Thursday, August 15, 2013: 4:30 PM
Nautilus 5 (Sheraton San Diego)
Microorganisms are a major source of new therapeutic agents. Sequenced genomes and metagenomes provide a tremendously rich source for discovery of novel gene clusters involved in natural product biosynthesis. However, due to the lack of tools to efficiently identify a complete biosynthetic gene cluster, determine the role of each involved gene, and subsequently designate a function to the target gene cluster, only a tiny fraction of those putative natural product biosynthetic gene clusters have been characterized. To overcome this limitation, my group has developed a new genomics-driven, synthetic biology enabled method to discover and produce novel natural products from sequenced genomes and metagenomes. By taking advantage of the highly efficient yeast in vivo homologous recombination mechanism, this method refactors the target cryptic pathway together with the genetic elements needed for DNA maintenance and replication in S. cerevisiae, E. coli, and a target heterologous host using a plug-and-play scaffold and a set of heterologous promoters that are functional in the target heterologous host.
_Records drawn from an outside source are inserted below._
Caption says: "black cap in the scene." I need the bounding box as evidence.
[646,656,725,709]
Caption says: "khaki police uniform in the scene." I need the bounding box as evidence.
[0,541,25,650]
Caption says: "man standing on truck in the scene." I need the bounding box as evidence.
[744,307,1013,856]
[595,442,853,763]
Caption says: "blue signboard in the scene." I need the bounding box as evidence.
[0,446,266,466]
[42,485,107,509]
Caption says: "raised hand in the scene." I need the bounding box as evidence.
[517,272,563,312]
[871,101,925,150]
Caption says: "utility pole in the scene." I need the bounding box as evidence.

As proof of concept, we awakened the silent polyketide spectinabilin pathway from Streptomyces spectabilis in Streptomyces lividans and activated a cryptic pathway containing a polyketide synthase-non-ribosomal peptide synthetases from Streptomyces grieseus in Streptomyces lividans, which led to the discovery of two novel tetramic acid natural products that have never been reported in literature. Our method bypasses the traditional laborious processes to elicit pathway expression and represents a new platform for discovering novel natural products.